Sostanzialmente due cose. La prima è la legge elettorale, nel senso che il Rosatellum non ha solo una componente (prevalente) di proporzionale ma anche di maggioritario composto dai collegi uninominali che rappresentano la sfida più insidiosa per i 5 Stelle. Come si sa, sono gli unici a non fare alleanze prima delle elezioni – ma solo dopo – mentre la logica dei collegi è quella di favorire i candidati di coalizione perché su di loro si sommano i voti di più liste. Questo è il fianco scoperto e l’unica contromossa per non fallire può essere – appunto – quella di mettere personalità note che richiamino l’attenzione e la scelta sulla candidatura grillina nonostante la corsa in solitario. Nomi in grado di trainare anche il listino proporzionale perché non c’è il voto disgiunto.

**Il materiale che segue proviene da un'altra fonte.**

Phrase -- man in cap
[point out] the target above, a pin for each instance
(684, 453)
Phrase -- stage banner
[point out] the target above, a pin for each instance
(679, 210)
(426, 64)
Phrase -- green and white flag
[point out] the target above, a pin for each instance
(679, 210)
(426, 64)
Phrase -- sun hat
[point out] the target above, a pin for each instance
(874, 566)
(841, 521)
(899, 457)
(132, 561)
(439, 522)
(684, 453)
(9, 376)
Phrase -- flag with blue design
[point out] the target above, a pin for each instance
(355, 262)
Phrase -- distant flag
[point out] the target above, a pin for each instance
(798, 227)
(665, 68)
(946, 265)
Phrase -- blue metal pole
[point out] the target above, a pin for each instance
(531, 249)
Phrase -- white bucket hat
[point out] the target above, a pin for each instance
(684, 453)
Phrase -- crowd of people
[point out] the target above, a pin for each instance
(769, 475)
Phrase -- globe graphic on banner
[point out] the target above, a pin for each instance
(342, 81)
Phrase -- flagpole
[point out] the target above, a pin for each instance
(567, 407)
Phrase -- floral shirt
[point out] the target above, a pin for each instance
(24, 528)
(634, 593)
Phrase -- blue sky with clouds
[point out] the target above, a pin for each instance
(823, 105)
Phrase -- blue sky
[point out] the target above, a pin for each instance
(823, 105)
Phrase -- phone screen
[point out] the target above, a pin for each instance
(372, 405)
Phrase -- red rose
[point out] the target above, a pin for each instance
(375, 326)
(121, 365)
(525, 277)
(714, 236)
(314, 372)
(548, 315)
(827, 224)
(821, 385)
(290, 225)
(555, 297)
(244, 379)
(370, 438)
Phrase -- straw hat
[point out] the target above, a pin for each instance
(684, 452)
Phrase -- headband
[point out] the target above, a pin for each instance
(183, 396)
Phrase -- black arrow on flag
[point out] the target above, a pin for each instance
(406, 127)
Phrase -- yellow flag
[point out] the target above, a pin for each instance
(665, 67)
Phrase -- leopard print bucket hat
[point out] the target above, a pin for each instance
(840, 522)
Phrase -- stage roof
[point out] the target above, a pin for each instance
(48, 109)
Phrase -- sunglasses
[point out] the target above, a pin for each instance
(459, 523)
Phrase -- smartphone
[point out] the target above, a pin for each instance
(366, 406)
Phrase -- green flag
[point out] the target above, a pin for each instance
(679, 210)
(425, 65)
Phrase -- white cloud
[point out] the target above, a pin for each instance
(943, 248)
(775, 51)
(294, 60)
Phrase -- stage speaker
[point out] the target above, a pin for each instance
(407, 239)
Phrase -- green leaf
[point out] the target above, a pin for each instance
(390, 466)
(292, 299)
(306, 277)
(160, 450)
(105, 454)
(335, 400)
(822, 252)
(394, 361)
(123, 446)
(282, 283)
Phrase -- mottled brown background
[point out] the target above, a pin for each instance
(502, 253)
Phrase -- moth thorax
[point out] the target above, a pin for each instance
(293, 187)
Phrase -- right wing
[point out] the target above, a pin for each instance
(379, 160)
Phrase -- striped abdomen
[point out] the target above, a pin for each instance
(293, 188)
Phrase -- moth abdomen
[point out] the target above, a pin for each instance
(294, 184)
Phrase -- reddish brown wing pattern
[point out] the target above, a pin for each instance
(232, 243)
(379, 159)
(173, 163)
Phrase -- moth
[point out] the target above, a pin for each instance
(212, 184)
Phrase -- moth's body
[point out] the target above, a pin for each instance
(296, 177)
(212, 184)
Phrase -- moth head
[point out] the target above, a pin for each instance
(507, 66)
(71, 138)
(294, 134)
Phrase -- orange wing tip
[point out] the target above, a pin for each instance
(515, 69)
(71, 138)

L’altra ragione riguarda una delle critiche più frequenti ai 5 Stelle, che arriva da destra e da sinistra: l’essere privi di esperienze di governo o amministrative. Un punto di attacco che può essere respinto con la presentazione di una squadra di “competenti” come un asso da calare a ridosso del voto, in quel rush finale che spesso ha deciso vincitori e vinti. E intanto, sin da ora, Di Maio crea un’attesa su quella lista di “volti noti” che è pensata per dare un patrimonio di credibilità in più per Palazzo Chigi e acquisire più forza per chiedere l’incarico al Colle se saranno primi tra le forze politiche.

In effetti, nonostante l’attacco concentrico del Pd e del Cavaliere sull’incompetenza, nonostante la Raggi, i 5 Stelle restano primo partito nei sondaggi. Segno di un radicamento che non è ancora territoriale ma che è di natura sociale, culturale. Soprattutto al Sud, l’area dove il malessere è più forte, i grillini conservano una primazia che è quella che preoccupa Berlusconi. I nomi eccellenti invece sarebbero da spendere soprattutto nel Nord, dove c’è un tessuto imprenditoriale attento alle competenze e dove la sfida ai collegi è più dura.